A partir daí, o que se segue é uma verdadeira pilha de corpos, com os parentes de Mollie sendo exterminados até que o próximo contemplado pela herança seja Ernest.
Com todos esses elementos narrativos estabelecidos em tela, Scorsese orquestra uma verdadeira aula de suspense, onde novos desdobramentos e reviravoltas inesperadas surgem a cada esquina, prendendo o espectador por mais de três horas.
Inclusive, não se assuste com a duração do longa: mesmo sendo extenso, o diretor cria uma experiência genuinamente imersiva, daquelas capazes de nos fazer esquecer que existe vida fora das salas de exibição.

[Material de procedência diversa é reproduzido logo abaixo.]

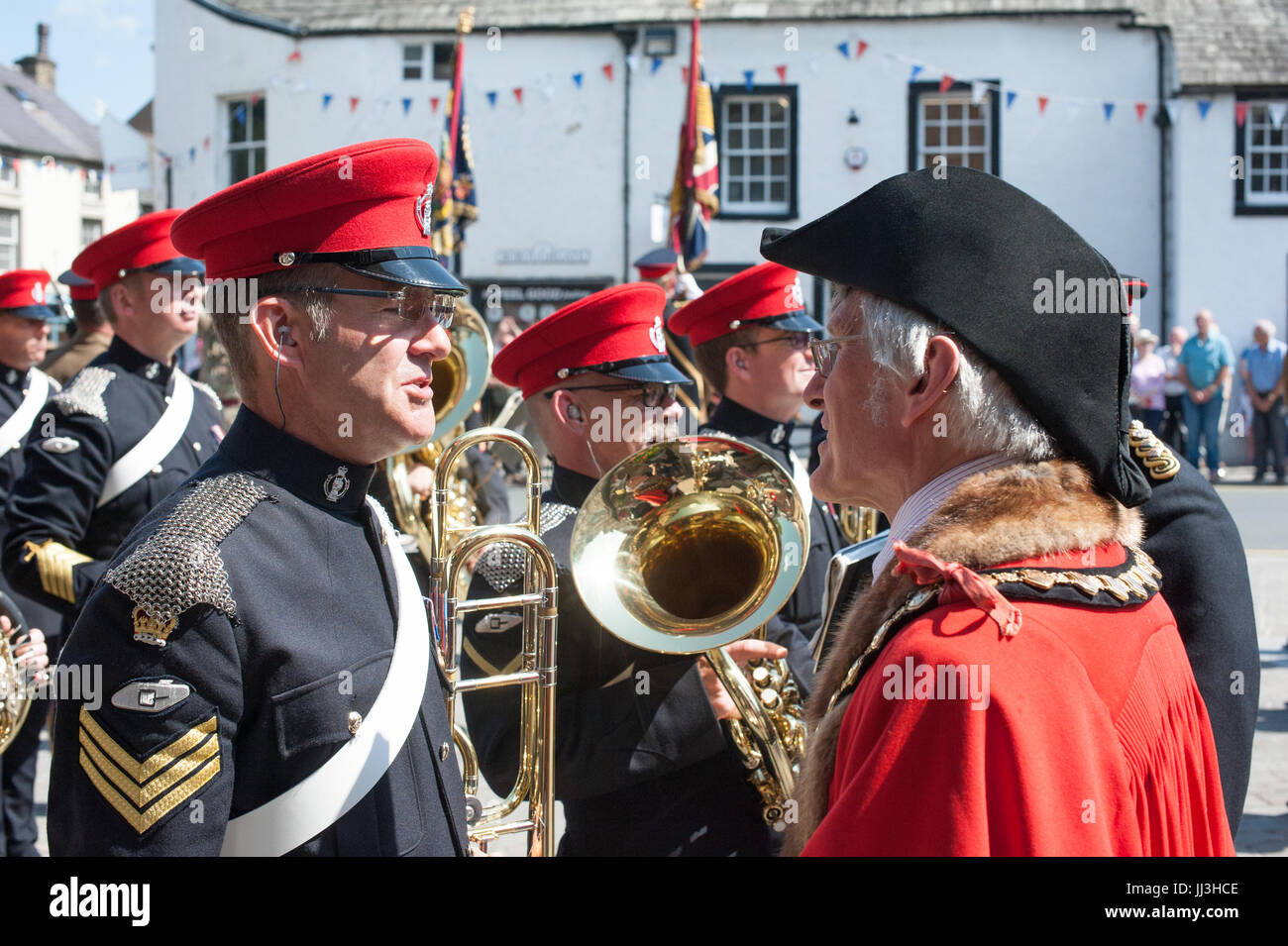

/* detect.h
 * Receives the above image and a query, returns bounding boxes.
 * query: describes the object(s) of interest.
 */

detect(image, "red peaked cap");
[0,269,53,318]
[492,282,688,397]
[72,210,202,295]
[172,138,465,295]
[670,263,823,345]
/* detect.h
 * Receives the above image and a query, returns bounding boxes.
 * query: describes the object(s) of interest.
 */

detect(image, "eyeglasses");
[546,381,680,408]
[738,332,814,352]
[303,285,456,328]
[808,335,863,377]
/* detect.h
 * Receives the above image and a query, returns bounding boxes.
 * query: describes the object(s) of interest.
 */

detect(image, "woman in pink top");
[1130,328,1167,430]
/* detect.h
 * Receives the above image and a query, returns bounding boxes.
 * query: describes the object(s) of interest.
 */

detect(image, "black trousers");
[1252,391,1288,478]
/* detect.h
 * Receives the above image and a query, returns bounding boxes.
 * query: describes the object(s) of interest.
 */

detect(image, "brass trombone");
[571,436,808,825]
[428,427,559,857]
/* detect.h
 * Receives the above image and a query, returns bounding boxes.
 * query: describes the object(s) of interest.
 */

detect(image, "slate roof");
[0,65,103,164]
[192,0,1288,89]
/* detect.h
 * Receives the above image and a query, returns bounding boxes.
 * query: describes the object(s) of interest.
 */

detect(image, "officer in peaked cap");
[40,269,112,384]
[4,210,223,625]
[0,269,63,857]
[671,263,844,664]
[49,139,468,856]
[465,283,806,856]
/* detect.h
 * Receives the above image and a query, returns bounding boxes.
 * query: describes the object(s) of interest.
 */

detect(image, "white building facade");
[155,0,1288,349]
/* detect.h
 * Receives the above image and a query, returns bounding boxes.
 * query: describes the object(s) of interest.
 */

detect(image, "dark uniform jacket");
[4,336,223,620]
[463,466,810,856]
[702,396,845,648]
[49,407,465,855]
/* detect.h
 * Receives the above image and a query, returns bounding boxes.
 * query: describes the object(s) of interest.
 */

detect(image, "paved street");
[36,468,1288,856]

Parte disso é mérito do diretor de fotografia Rodrigo Prieto (que também assina a cinematografia de O Irlandês): com um olhar visualmente cirúrgico, o artista captura o contraste entre a exuberante natureza de Oklahoma, terra dos Osage, e o desenvolvimento urbano desenfreado provocado pela chegada dos americanos à região.
O score do filme, composto por Robbie Robertson (falecido em agosto deste ano) potencializa tanto a dramaticidade dos fatos quanto a tensão que se escala conforme o roteiro avança. Cada detalhe tem o seu papel, trazendo uma aura artesanal à obra que, infelizmente, vem se tornando cada vez menos frequente no cinema mainstream.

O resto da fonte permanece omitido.